Jef Practice: Adding basic auth to Sensu Agent events api for use with external services

The Sensu agent event api is currently my preferred way to have 3rd party services generate sensu events in an adhoc fashion. I personally use this pattern with some particle.io event based webhooks to generate alerts and metrics from my collection of particle devices. My latest project is smart current sensor for the invisible dog fence around my yard and I hacked together to alert me when there is a break in the line. But I digress…

There is one significant catch, the Sensu agent events api doesn’t provide any sort of auth, so exposing it directly to the internet for a 3rd party service to use…is not advisable.

The Sensu agent is configured by default to enable the events api socket only for localhost connections on 127.0.0.1, this provides a default compromise to allow local applications to send events into the Sensu pipeline using the agent, but doesn’t open up the agent for abuse by hosts on the external network.

But i need to open it up, for external cloud services, the way I do this is by using an nginx reverse proxy to forward to my Sensu agent , that has basic auth enabled.

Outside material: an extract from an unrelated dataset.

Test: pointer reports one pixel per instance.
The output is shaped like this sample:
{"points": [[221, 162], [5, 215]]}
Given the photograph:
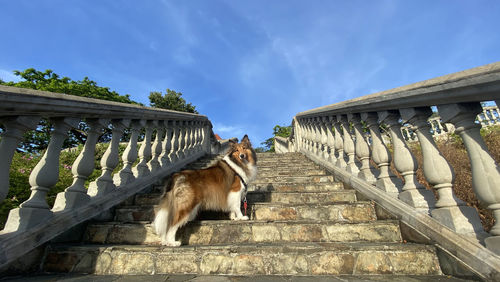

You’ll want your nginx configuration to do 3 things:

  1. Use https inbound connections, with appropriately signed certs. My use case self-signed certs are fine. We need this to ensure the http auth credentials are not passed in clear text over the internet
  2. proxy_pass to the sensu agent http event api running on localhost
  3. require http basic auth

:construction: I’ll add a link to a santized nginx config :construction:

For people using Sensu agent in AWS, there is also a similar pattern using AWS Lambda to provide basic auth. The configuration requirements are a little different, in that you’ll have to open up the agent running in AWS to allow external inbound traffic. In the Lambda pattern, you’ll rely on AWS’s network security policy to prevent access to the naked Sensu Agent. It’s a little more complicated, but I just mention it as an alternative for those with access to Lambda like function as a service capabilities.